I should have returned to the palace when I'd had a chance. Gone back and chosen the princes before the potion wore out.

I slipped through the gap where wooden doors had once hung, my eyes adjusting slowly to the dimmer interior after the strengthening light outside. Dust motes danced in shafts of sunlight that penetrated through holes in the roof, illuminating the remnants of what had once been commerce… empty shelves, broken crates, the particular detritus of purpose abandoned. The air held the musty scent of disuse, of wood slowly surrendering to rot, of small creatures making homes in spaces humans had vacated.

It wasn’t safe. But it was empty. And empty would have to be enough.

I found a corner where walls met at right angles, where shadows gathered deepest, where my back could press against solid surfaces on two sides rather than one.

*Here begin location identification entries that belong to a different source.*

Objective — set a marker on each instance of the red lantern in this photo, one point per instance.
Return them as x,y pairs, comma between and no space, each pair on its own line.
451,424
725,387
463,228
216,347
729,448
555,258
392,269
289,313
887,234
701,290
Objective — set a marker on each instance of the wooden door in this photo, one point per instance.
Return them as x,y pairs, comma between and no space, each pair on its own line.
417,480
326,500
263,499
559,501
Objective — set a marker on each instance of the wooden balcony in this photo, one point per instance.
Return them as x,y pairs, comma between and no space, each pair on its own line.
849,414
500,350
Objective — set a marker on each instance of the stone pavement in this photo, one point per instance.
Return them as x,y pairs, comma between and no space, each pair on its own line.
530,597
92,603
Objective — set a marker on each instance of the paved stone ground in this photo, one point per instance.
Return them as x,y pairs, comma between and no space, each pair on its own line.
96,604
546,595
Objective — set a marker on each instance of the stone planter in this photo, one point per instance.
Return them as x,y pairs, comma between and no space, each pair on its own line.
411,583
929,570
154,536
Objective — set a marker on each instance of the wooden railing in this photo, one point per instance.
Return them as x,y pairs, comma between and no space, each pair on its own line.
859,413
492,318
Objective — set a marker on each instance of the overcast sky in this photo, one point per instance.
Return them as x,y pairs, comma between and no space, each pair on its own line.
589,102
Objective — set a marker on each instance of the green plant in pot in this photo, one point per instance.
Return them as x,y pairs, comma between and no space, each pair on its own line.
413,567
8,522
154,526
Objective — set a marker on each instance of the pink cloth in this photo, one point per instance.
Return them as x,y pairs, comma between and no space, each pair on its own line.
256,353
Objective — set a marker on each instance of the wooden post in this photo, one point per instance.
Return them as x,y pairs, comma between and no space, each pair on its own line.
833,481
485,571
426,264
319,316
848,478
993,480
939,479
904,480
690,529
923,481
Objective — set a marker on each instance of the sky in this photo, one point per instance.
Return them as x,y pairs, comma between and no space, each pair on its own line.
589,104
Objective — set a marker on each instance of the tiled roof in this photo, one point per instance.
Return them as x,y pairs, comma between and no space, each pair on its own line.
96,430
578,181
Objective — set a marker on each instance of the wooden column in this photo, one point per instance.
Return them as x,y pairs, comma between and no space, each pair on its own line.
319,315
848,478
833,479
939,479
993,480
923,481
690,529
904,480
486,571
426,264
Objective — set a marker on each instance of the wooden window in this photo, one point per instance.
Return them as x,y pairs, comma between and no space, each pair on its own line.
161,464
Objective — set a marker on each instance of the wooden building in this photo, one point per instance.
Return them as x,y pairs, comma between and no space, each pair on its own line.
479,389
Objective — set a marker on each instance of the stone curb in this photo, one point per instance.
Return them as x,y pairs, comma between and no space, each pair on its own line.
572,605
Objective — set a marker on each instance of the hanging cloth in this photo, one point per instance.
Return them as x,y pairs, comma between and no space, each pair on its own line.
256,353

I sank down, knees drawn to chest again, arms wrapped around them as if physical pressure could contain what built inside me as Dr. Emberash’s medicine continued to fade.

Three counts in. Hold for four. Release for five.

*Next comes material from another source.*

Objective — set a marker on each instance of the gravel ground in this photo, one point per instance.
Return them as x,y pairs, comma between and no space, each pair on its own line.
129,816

The technique was working less effectively with each passing minute. The heat rose in steady waves now, no longer held at bay but merely slowed in its inevitable return. My skin prickled with awareness that wasn’t quite pain, wasn’t quite pleasure, but something between.

I didn’t realize I was being tracked until it was too late.

The awareness came not as sound or sight but as feeling… a specific pressure against senses that had nothing to do with the conventional five. I felt them before I heard them, before I saw them, before any ordinary perception could have registered their approach. The bond, fractured but not broken, hummed with renewed intensity as distance decreased between us, invisible threads pulling taut after hours of slack.

Three distinct presences, moving as one, approaching with the specific synchronicity that had characterized themonly when I completed their triangle. Not rivals now. Not competitors. Something aligned, something coordinated, something that moved with singular purpose despite comprising three distinct wills.